Beyond all question the Christian religion is supremely important in connection with the subject of Death. The universality | of the fear of death makes it so. Death to the unconverted man is a terror.
Death subjects man to an ordeal through which countless millions have passed, but which none can explain. No wonder that nature trembles before it. Reason justifies the fear; religion never makes light of it; and he who does, instead of ranking with heroes, can hardly deserve to rank with a brute.
It teaches us that a believer’s death is the departure from defiling corruptions into perfect purity; from heart-sinking sorrows into perfect joy; from entangling persecutions into everlasting freedom ; from distressing persecutions into full rest; from pinching wants into universal supplies; from distracting fears into highest security; from deluding shadows into substantial good. If this be, as it must assuredly be, the message of Christ to our hearts as we stand by the open grave, how serious a thing it is for any religious system calling itself Christian to oppose such a precious truth. And yet this is precisely what the Church of Rome does. She claims to be exclusively the one true Church of Christ, and advances as a doctrine to be held on peril of everlasting damnation the entry of the righteous at death into a flaming Purgatory. She indefinitely delays the entrance of the believer into the joys of Paradise, and makes merchandise of the miseries which she alleges the believer is enduring.
Let us look at this doctrine of Purgatory in its origin and development.
1—Purgatory is a Pagan, and Not a Christian, Conception.
You will search in vain for anything like it in the Scriptures, or in the primitive writers of Christianity.
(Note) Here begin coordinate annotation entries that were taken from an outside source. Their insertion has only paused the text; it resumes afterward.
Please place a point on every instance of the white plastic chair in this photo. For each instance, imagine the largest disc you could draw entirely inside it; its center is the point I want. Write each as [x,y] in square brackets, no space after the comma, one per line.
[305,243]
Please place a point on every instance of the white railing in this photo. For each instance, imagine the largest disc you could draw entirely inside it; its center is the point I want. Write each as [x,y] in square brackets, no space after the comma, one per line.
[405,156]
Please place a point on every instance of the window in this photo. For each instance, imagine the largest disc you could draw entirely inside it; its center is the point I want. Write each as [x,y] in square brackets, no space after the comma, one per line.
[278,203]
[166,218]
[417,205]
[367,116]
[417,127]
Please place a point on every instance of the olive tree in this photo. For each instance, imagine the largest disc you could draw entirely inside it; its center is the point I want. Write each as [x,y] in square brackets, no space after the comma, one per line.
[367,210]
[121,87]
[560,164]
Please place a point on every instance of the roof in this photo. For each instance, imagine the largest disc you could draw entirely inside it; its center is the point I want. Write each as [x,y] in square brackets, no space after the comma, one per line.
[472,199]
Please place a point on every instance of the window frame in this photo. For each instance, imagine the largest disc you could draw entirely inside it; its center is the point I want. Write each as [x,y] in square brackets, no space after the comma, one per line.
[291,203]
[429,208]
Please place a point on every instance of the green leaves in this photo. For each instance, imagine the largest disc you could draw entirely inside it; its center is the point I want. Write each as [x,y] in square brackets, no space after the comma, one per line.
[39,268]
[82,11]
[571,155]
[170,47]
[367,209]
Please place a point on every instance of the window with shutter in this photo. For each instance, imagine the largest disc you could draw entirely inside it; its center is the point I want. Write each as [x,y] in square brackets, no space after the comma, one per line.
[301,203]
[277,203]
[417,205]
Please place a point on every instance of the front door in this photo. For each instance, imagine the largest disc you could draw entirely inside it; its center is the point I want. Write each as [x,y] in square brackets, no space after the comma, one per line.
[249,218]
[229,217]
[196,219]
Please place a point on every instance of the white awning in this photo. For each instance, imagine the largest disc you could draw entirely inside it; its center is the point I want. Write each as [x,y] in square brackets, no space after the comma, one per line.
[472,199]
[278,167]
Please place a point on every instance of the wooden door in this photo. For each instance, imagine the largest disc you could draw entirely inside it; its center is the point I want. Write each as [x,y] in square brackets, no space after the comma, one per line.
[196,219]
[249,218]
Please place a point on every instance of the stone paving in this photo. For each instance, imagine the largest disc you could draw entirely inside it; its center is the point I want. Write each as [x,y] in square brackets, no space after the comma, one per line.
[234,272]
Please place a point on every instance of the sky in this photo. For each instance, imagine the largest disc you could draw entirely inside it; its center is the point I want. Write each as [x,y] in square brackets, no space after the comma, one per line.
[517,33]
For the origin of horrors of Purgatory the pages of heathen poets like Virgil must be consulted. In their imaginings-of the life after death you will find the miseries of those who pass hence fully in accordance with medieval Roman teaching. Like so many of the doctrines and practices that are peculiar to the Roman Church, Purgatory finds its source in the darkness of heathendom and in that vain effort to “make merit” which is common to the religions of Pagan and Papal Rome.
2—Purgatory Was Developed as a Doctrine and Promulgated in the Middle Ages, and Not in the Days of Primitive Purity.
This tenet finds no advocate among the early Christian writers. Its first cautious sponsor is said to be Pope Gregory, whose Pontificate closed the sixth century of the Roman Church’s history; although it should be added that there is some doubt as to whether the work in which the doctrine is advanced is really his. As we advance farther into the spiritual night of the Dark Ages, so the old idea of giving thanks to God for the bright example of brave Christians, was the primitive practice, is left behind, and prayers for the dead are substituted. At last the belief in such prayers was everywhere held, and its inevitable corollary, Purgatory, was officially taught.
Here is the formal language of the Creed of Pius IV.: “I constantly believe that there is a Purgatory, and that the souls confined therein are helped by the suffrages of the faithful.”
And here are some further words which have the seal of the Roman Church on them: “There is a purgatorial fire, tormented in which the souls of the pious make expiation for a certain period, that an entrance may be opened for them into that eternal country where nothing that defileth can enter.”
3—And for Whom is This Place of Torment Intended?
Does the Roman Church offer, as many foolishly suppose, a “second chance” to those who are careless about their spiritual state here? By no means. For the Romanist who dies “in mortal sin” there is no hope. For the Protestant who refuses to submit to the Roman Church there is nothing but eternal hell. Purgatory is not for such. It is, as you have seen from what I have said, for “the souls of the pious.” It always seems to me a ghastly caricature of Christianity that confronts one on entering a Roman Catholic Church. “Of your charity,” the notices run, “pray for the soul of” such a person, it may be a Pope or a cardinal, or a priest, or the superior of a convent, who died fortified by the last rites of the Church. Purgatory is, you see, for good Romanists, not for the unconverted or the wicked. At the dying bed of the poor Romanist the priest attends with his holy oils, his prayers, his last absolutions; there is much ritual and ceremonial.
But what a mockery it all appears when one remembers that its utmost value is to set the departing soul on its way to terrors which are, so a great Roman theologian asserts, as awful as hell, only not eternal! I will not detain you by examining the few texts in the Old and New Testaments upon which this dogma is said to rest. It is-sufficient to say that they have no real bearing upon the matter of the state of the departed, and the more serious and learned of Roman Catholic controversialists have abandoned them as proofs. Nor does the apocryphal passage from the 2d Maccabees help the Roman Church. Indeed, it cuts clean against her teaching, for the persons on whose behalf she asserts (as I think wrongly) that Judas Maccabeus prayed for died in mortal sin, the sin of idolatry.